Her father owned a tall pale-green Victorian house that was perched on a hill with a fine harbor view. He kept a pair of binoculars in the bedroom so that he could watch the ocean liners and the cruise ships coming in and out. Since Katie’s mother had died, though, two years ago last July, the house had seemed damper and colder every time she visited it, and it seemed to Katie that her mother’s ghost had left it for ever.
Paul had gone along the coast to Youghal “to sort out a bit of business,” so Katie had called her father and offered to cook him a lamb stew, which had always been one of his favorites, and one of her mother’s specialties. Katie had always loved cooking, especially Irish traditional cooking, and if she hadn’t joined the Garda she would have taken a cookery course at Ballymaloe House and opened her own restaurant. But none of her six brothers had wanted to be gardaí, and she alone had seen how deep her father’s disappointment was. When she had told him that she was going to carry on the McCarthy family tradition, and sign up for Templemore, his eyes
had promptly filled up with tears.
She parked her car in the roadway by the gate, and climbed the steep steps to the front door. The drizzle was coming in soft and heavy now, and the front garden was dripping, with shriveled wisteria and long-dead dahlias. There was grass growing through the shingle path. When her mother was alive, the garden had always been immaculate.
Her father took a long time to answer the door, and when he did it seemed for a moment that he didn’t recognize her. He was a small man – bent-backed now, and painfully thin, with wriggling veins on his forehead and his hands. He wore a baggy beige cardigan and worn-out corduroy slippers.
“Well, you came,” he said, as if he were surprised.
“I said I was going to come, didn’t I?”
“You did. But sometimes you give me the feeling that you’re going to come and then you don’t.”
“Dad, I didn’t just give you the feeling this time. I called you.”
“So what are you doing on the doorstep?”
“I’m getting rain down the back of my neck and I’m waiting for you to invite me in.”
“You don’t need an invitation, Katie. This is your house, too.”
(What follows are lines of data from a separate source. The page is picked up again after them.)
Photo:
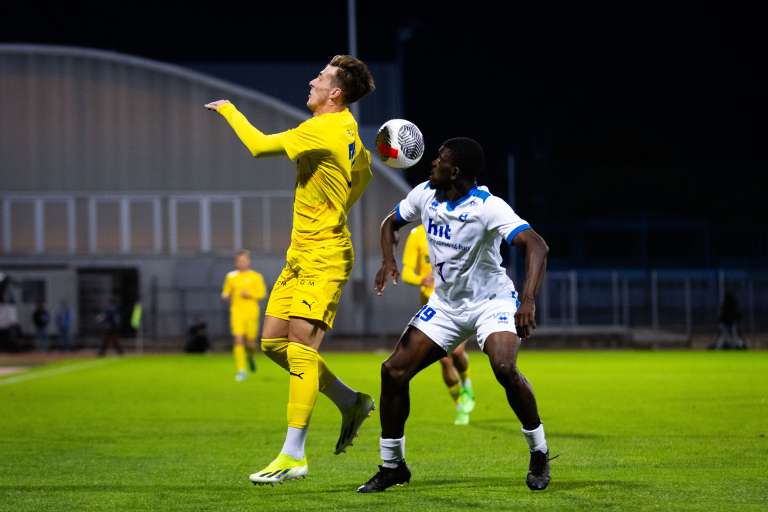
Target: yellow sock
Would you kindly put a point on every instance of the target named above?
(304, 384)
(239, 352)
(277, 350)
(455, 391)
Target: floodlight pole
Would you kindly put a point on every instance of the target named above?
(358, 211)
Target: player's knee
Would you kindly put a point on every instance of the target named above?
(505, 371)
(393, 376)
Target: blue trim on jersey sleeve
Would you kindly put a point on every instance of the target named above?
(451, 205)
(519, 229)
(482, 194)
(399, 220)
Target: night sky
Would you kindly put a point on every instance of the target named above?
(647, 115)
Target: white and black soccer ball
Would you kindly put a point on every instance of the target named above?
(399, 143)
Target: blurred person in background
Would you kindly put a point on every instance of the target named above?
(41, 318)
(730, 315)
(109, 320)
(63, 320)
(244, 288)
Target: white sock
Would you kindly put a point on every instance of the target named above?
(294, 442)
(536, 440)
(392, 451)
(340, 394)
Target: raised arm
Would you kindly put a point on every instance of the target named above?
(258, 143)
(535, 267)
(388, 267)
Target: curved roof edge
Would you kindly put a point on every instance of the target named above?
(171, 69)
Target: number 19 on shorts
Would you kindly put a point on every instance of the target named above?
(425, 313)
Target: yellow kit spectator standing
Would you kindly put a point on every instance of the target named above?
(243, 288)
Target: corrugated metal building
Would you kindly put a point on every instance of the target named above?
(114, 180)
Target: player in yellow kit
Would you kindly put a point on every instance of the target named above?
(417, 271)
(243, 288)
(333, 170)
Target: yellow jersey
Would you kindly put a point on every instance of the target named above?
(416, 265)
(333, 170)
(247, 281)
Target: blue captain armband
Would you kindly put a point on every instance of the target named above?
(519, 229)
(399, 221)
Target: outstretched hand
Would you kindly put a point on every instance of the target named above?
(216, 105)
(525, 318)
(388, 270)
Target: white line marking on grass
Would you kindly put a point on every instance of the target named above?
(54, 371)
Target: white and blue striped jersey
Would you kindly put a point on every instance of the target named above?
(464, 237)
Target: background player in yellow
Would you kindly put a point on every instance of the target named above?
(243, 288)
(333, 169)
(417, 270)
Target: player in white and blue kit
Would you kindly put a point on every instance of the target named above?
(465, 226)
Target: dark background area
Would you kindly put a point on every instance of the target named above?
(638, 132)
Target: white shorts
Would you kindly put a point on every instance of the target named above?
(448, 328)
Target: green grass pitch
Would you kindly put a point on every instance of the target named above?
(634, 430)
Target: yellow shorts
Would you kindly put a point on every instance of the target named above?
(244, 323)
(311, 282)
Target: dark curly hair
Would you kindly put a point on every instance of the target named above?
(353, 77)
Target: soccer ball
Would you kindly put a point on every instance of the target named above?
(399, 143)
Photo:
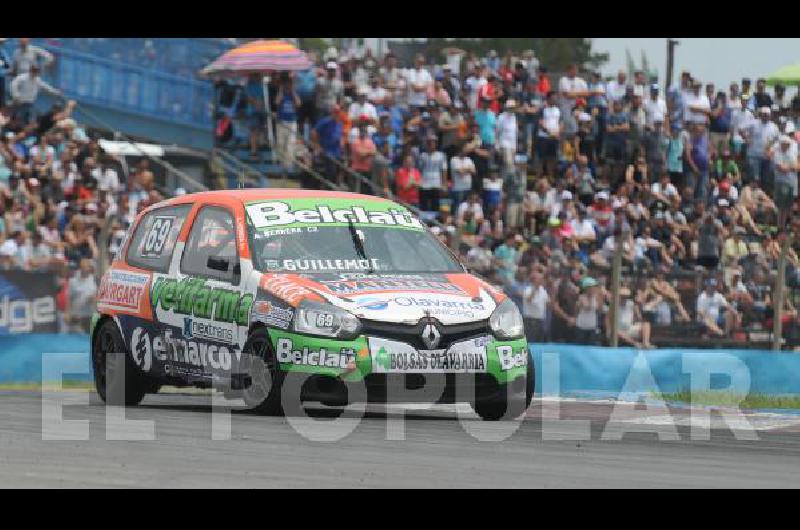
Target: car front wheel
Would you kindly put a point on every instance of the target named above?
(116, 377)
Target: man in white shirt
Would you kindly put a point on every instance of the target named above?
(709, 306)
(24, 91)
(362, 107)
(697, 107)
(419, 83)
(507, 133)
(655, 108)
(462, 169)
(535, 301)
(616, 88)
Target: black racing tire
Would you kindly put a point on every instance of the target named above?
(265, 385)
(505, 408)
(113, 389)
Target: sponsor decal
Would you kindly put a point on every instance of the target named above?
(170, 347)
(357, 285)
(285, 288)
(322, 265)
(433, 304)
(157, 236)
(509, 359)
(308, 356)
(27, 304)
(271, 314)
(122, 290)
(398, 357)
(142, 349)
(192, 296)
(205, 330)
(275, 213)
(372, 304)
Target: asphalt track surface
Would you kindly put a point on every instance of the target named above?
(390, 447)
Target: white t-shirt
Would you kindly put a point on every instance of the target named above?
(507, 130)
(668, 191)
(710, 305)
(552, 118)
(376, 94)
(615, 91)
(475, 208)
(418, 77)
(462, 179)
(434, 165)
(565, 84)
(654, 110)
(356, 110)
(107, 180)
(536, 305)
(696, 101)
(583, 228)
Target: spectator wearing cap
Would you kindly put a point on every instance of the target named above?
(550, 128)
(362, 150)
(697, 106)
(419, 83)
(433, 167)
(514, 184)
(570, 87)
(507, 134)
(760, 136)
(362, 107)
(697, 158)
(462, 171)
(535, 304)
(616, 137)
(329, 88)
(326, 137)
(486, 119)
(760, 97)
(714, 311)
(407, 181)
(785, 166)
(720, 124)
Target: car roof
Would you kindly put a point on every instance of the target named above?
(255, 194)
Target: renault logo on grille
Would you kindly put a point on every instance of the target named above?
(431, 334)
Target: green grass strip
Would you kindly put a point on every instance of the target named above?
(731, 399)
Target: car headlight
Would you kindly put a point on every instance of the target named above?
(326, 320)
(506, 321)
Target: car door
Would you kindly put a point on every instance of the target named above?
(202, 303)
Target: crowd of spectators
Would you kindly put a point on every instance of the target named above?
(57, 190)
(533, 180)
She stepped into the large, gloomy hallway. The smell of damp was even worse than the last time she had visited, in September. There were two old chaise-longues on either side of the hallway, and a slow, lugubrious long-case clock. A wide, curving staircase led up to the upper floors. There were no flowers anywhere.
She kissed him. His cheek was patchy and prickly, as if he hadn’t been shaving properly. “How are you keeping?” she asked him. “Are you eating properly?”
“Oh, you know me and my incomparable omelets.”
“Dad,” she said. She didn’t have to say any more. He was standing in the living-room doorway, half-silhouetted by the misty-gray light, sad, tired, still grieving. Nothing could bring her mother back, not even the lamb cutlets and the Kerr’s Pink potatoes she was carrying in her Tesco bag.